Uganda Calling!

It’s the end of an era for Ruddington – as our last remaining public telephone box has just been granted planning permission by Rushcliffe Borough Council for a rather interesting change of use.

The Grade II listed, traditional, cast iron, red kiosk – in front of the War Memorial on Church Street – is a Type K6 designed in 1935 by Sir Giles Gilbert Scott. Although an important heritage landmark for our village within the Conservation Area, BT Payphones decided that its lack of use made it no longer viable to keep in service.

That’s when The Mustard Seed Project, Uganda got their hands on the vintage structure, through BT’s ‘Adopt a Kiosk’ scheme, in which individuals, companies or charities can apply to buy a particular box in order to preserve it for future generations and turn it into something inspirational. It cost them £1!

Chair Sally Squires, says: “I visualised Ruddington’s red phone box being a vehicle to inform, educate and inspire the people of Ruddington about the work of the charity and so set about the application to adopt the box. Next there’s work to remove the ‘phone and add a leaflet box and chair.”

The assistant head of James Peacock School – with the help of the small group of charity trustees and event volunteers – is also planning to display artwork (below) created by the children from both James Peacock Infant & Nursery and St Peter’s Junior Schools on the back wall of the kiosk: “They have produced this through being inspired by the learnings they undertake in school about the world, the charity and of course their awareness and development of becoming global citizens.”

Some of the children’s artwork

The Jubilee Kiosk – designed to commemorate the Silver Jubilee of King George V – stands at 8 foot 3 inches tall and measures 3 feet square. With these dimensions, The Mustard Seed Project is thinking that the phone box might become the ‘World’s Smallest Art Gallery’ (or at least the smallest in Nottinghamshire?) through displaying the children’s work.

At last – a long overdue lick of paint!

The charity’s volunteers have an obligation to maintain the vintage box; however they’re off to a good start because, after years of neglect, BT finally repainted it in October 2018 {pictured} to restore its original, vibrant, red colour. This turned out to be rather good timing since BT states: “Kiosks are ‘adopted as seen’ and we won’t make improvements to them ahead of adoption.”

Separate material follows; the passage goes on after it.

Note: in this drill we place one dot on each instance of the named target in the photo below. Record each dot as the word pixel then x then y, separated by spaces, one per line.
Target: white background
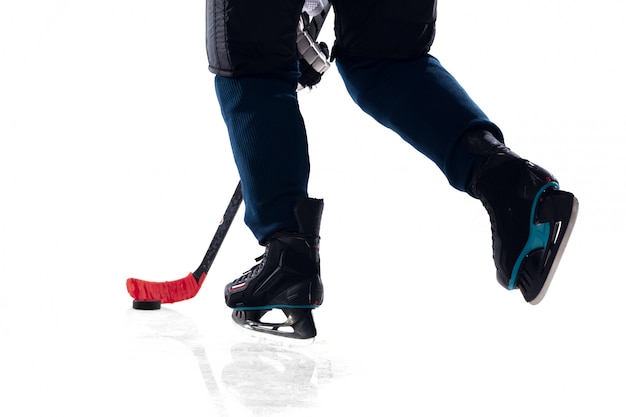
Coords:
pixel 115 163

Trustee Ruth Keen explains: “As well as the art gallery, in the box you will be able to find out more information about the charity. There will be details about forthcoming fundraising events and what the money raised will be put towards.  You will be able to see the work carried out by the charity to date and the difference it has already made to the lives of many people in Uganda.”

Sally adds: “We hope to have an opening ceremony in February with an art competition, African drumming and dancing to launch it – although we may need permission to hold a street party?!”